Deixar o Velho Oeste para trás: Domar os criptoativos e pôr em ação o blockchain

14 de dezembro de 2023

(Texto preparado)

Annyeong haseyo!

Havia um bom tempo que eu esperava visitar a Coreia como Diretora-Geral do FMI. É com imenso prazer que estou aqui presente para participar das importantes discussões sobre moedas digitais que ocorrerão durante esta conferência. Agradeço ao Vice‑Primeiro‑Ministro Choo, ao Vice-Presidente Kim da Comissão de Serviços Financeiros e ao meu querido amigo Chang Yong, Governador do Banco da Coreia, com quem trabalhei em estreita colaboração no FMI.

Como nos velhos tempos, quando convidados chegavam de terras distantes e se reuniam em torno de uma grande fogueira, gostaria de contar uma história.

É uma história sobre o passado, o futuro e o presente. É uma história de inovadores e infratores, de riscos e oportunidades. É a história dos criptoativos e da blockchain.

O passado

A história começa num cenário que se assemelha ao árido Velho Oeste americano.

A maioria dos criptoativos que surgiu no setor financeiro tinha “pouco” ou “nenhum” lastro em ativos. Não tinha qualquer valor intrínseco e sofria com a volatilidade dos preços. Alguns desses criptoativos entraram em colapso porque dependiam de reservas instáveis.

Os criptoativos eram realmente ativos de risco — muitas famílias guardam sequelas que provam essa afirmação. Elas perderam dinheiro de verdade. Muito dinheiro.

O Velho Oeste era um lugar difícil. Havia poucos xerifes por perto, a legislação e a regulamentação eram limitadas. Era uma terra propensa a atividades criminosas e incidentes desastrosos. A lavagem de dinheiro e outras atividades ilícitas terão movimentado dezenas de bilhões de dólares por ano.

Só no mês passado, o fundador da Binance, a maior corretora de criptomoedas do mundo, se declarou culpado diante de acusações de lavagem de dinheiro. Poucos dias antes, o fundador da FTX, uma importante corretora que faliu, ter sido condenado por fraude e outros crimes.

Em poucas palavras, nos últimos 15 anos, o setor de criptoativos não construiu uma reputação gloriosa. E ele tampouco está livre de problemas.

O futuro

O que o futuro lhe reserva?

Precisamos primeiro considerar os efeitos caso os criptoativos se tornem predominantes. Esse cenário é possível.

Por um lado, os criptoativos não vão desaparecer. A Bitcoin está sendo negociada no valor mais alto desde abril de 2022. A capitalização do mercado de criptomoedas dobrou no último ano.
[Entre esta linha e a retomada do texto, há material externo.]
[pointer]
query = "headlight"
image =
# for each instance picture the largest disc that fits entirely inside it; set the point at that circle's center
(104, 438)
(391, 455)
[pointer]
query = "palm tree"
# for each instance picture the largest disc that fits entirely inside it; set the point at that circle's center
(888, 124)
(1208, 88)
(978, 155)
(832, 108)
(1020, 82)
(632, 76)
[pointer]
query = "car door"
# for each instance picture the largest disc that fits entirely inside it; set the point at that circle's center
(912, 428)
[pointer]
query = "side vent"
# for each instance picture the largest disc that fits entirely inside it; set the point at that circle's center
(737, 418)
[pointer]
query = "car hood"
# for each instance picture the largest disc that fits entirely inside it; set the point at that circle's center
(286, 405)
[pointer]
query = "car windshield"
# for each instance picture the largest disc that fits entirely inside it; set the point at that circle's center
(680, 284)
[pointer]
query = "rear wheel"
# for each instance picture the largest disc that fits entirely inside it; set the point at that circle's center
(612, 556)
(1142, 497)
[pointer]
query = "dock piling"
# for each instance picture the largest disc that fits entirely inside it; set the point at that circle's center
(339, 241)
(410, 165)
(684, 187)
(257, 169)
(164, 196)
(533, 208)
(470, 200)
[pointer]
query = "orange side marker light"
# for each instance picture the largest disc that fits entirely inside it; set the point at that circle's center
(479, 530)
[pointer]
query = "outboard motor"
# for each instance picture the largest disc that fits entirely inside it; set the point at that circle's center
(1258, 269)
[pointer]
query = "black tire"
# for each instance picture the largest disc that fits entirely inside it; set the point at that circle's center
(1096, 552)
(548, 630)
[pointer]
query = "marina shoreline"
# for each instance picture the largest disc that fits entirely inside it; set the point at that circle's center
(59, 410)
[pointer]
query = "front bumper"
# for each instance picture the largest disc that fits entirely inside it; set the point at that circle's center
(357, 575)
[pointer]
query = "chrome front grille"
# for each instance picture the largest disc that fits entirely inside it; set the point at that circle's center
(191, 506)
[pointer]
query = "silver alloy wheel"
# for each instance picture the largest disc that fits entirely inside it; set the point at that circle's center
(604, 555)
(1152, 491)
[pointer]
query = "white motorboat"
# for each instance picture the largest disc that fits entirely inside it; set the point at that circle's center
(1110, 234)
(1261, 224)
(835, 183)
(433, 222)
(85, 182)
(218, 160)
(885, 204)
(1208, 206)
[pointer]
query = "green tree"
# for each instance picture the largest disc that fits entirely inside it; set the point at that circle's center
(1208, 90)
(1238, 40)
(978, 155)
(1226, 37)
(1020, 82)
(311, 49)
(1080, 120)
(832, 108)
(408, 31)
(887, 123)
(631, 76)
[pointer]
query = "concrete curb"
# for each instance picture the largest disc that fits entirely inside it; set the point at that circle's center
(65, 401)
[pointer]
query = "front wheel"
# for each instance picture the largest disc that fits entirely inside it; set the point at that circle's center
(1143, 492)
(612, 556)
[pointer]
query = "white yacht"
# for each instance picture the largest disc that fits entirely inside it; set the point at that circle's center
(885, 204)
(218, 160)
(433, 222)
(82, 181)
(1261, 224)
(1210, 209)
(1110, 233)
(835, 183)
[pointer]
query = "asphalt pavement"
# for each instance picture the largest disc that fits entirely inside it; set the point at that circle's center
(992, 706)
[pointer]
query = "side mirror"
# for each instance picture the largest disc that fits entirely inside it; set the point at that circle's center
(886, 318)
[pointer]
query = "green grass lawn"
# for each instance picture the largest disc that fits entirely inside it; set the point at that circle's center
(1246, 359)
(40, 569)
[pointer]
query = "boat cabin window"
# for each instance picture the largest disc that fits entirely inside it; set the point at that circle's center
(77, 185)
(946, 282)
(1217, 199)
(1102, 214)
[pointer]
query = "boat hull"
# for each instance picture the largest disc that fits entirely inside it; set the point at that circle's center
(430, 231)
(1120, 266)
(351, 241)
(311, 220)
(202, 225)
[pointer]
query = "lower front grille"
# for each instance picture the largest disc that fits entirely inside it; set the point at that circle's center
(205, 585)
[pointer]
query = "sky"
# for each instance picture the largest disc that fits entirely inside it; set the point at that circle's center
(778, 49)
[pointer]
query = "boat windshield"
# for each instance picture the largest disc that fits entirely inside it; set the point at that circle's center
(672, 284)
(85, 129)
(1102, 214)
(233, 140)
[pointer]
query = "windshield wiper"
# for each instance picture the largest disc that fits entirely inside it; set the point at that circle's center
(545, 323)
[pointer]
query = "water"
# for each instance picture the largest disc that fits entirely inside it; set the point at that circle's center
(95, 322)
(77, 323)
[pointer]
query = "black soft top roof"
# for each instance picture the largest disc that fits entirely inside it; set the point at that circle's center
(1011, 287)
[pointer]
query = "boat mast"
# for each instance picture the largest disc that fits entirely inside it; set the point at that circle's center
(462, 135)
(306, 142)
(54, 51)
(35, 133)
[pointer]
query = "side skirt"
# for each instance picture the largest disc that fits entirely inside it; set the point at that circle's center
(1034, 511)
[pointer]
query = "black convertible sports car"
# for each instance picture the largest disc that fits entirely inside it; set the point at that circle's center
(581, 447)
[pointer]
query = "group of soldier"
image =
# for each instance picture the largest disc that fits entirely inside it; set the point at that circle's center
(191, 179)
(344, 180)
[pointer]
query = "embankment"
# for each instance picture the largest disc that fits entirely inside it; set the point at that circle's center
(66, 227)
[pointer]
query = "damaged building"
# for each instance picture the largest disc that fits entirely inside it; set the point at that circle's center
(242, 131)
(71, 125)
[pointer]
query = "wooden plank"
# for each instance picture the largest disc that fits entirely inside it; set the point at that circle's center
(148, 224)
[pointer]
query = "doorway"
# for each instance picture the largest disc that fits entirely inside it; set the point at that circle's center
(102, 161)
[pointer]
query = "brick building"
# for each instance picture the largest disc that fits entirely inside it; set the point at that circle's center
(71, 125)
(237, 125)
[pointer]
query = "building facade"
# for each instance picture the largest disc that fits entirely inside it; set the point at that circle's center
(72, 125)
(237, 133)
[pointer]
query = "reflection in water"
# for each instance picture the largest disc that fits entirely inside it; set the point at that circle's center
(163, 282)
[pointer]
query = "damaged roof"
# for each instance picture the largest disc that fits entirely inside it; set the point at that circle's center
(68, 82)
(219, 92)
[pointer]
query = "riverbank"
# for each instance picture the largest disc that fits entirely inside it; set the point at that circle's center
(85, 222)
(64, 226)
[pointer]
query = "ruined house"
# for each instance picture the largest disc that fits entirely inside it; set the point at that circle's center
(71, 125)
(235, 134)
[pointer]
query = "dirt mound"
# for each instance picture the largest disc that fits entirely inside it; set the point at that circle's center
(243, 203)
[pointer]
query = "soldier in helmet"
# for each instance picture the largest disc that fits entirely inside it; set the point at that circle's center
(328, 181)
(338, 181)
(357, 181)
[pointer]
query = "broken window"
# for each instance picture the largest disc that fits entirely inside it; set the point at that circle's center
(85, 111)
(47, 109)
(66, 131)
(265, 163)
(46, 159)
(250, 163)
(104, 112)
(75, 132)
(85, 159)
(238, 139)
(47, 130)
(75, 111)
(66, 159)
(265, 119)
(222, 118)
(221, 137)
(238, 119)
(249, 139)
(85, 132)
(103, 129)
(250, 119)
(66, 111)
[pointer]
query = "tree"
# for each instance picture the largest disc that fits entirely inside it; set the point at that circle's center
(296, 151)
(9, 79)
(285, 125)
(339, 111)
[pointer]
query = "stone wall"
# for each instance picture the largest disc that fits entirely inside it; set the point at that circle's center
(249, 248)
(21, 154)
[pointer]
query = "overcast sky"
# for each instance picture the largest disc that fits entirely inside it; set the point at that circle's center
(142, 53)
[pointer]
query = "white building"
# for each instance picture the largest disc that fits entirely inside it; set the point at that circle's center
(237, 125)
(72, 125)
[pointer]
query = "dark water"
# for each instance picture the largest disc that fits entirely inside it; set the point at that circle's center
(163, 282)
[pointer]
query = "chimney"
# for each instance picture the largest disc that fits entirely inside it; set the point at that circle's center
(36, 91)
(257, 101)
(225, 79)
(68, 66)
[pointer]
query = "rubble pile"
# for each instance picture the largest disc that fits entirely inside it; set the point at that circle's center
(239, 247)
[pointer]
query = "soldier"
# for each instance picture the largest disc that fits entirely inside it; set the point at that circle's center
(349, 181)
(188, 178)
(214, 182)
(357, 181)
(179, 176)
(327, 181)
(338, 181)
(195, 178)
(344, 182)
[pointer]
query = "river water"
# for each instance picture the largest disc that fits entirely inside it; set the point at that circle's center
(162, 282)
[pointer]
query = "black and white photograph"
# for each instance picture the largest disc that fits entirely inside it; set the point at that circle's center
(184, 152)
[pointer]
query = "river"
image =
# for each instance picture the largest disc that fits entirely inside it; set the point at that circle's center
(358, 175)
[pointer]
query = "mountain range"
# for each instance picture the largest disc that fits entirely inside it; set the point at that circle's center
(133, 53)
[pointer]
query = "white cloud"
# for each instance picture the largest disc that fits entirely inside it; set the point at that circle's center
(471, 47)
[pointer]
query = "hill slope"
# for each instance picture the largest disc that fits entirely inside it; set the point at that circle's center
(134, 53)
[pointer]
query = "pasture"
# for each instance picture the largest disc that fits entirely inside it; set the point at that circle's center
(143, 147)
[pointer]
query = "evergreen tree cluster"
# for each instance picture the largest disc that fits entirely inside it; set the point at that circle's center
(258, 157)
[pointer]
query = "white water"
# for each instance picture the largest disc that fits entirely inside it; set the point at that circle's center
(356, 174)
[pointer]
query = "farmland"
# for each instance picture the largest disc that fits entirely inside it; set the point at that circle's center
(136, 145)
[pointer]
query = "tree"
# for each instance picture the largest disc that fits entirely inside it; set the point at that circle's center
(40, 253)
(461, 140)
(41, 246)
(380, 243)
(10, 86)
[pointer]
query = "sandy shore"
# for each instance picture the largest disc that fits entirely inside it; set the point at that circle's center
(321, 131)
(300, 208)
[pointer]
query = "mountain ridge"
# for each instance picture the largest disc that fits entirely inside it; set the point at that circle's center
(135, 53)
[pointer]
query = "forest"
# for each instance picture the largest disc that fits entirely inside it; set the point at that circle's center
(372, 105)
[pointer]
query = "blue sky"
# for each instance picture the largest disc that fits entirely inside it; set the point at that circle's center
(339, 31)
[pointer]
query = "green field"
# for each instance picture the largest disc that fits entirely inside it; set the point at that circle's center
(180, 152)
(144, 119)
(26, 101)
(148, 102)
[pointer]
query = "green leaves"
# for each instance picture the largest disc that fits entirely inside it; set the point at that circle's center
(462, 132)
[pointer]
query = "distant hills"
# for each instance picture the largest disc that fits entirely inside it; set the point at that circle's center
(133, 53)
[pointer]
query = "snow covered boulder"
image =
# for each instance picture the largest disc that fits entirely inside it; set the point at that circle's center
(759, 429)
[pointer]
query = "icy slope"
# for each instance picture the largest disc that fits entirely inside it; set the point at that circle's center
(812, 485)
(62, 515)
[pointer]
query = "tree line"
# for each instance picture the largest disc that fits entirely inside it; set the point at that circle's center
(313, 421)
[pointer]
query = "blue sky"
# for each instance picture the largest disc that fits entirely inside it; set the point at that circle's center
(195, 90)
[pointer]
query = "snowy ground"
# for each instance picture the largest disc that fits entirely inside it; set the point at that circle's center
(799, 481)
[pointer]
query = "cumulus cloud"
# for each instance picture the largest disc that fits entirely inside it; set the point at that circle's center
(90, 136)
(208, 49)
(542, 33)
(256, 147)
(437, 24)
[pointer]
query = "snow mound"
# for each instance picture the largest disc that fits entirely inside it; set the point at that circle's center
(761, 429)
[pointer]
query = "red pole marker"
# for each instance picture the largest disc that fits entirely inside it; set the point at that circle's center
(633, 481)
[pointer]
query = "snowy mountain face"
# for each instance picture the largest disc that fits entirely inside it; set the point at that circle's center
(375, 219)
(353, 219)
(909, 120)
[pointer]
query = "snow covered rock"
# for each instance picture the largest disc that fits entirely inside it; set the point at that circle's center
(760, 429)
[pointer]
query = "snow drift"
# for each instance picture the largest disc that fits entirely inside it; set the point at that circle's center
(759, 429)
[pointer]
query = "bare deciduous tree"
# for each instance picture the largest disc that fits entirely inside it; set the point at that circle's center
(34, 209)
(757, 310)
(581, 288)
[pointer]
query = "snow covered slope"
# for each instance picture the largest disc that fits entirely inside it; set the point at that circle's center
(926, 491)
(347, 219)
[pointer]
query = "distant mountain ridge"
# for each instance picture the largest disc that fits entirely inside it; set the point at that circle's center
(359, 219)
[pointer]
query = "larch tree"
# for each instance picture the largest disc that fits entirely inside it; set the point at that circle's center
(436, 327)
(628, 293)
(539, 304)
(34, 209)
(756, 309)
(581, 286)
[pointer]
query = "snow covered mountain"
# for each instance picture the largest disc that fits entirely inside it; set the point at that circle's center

E hoje em dia, as pessoas pesquisam a palavra “Bitcoin” cerca de vinte vezes mais do que “saúde e bem-estar” e sete vezes mais do que “mudança climática”.

Além disso, a adoção de criptoativos é alta, sobretudo em economias de mercados emergentes, como Índia, Nigéria e Vietnã, de acordo com a Chainalysis, embora os dados sejam escassos. No Brasil, de cada 100 reais gastos em títulos estrangeiros, 25 reais vão para criptoativos, segundo um estudo que está sendo feito pelo corpo técnico do FMI.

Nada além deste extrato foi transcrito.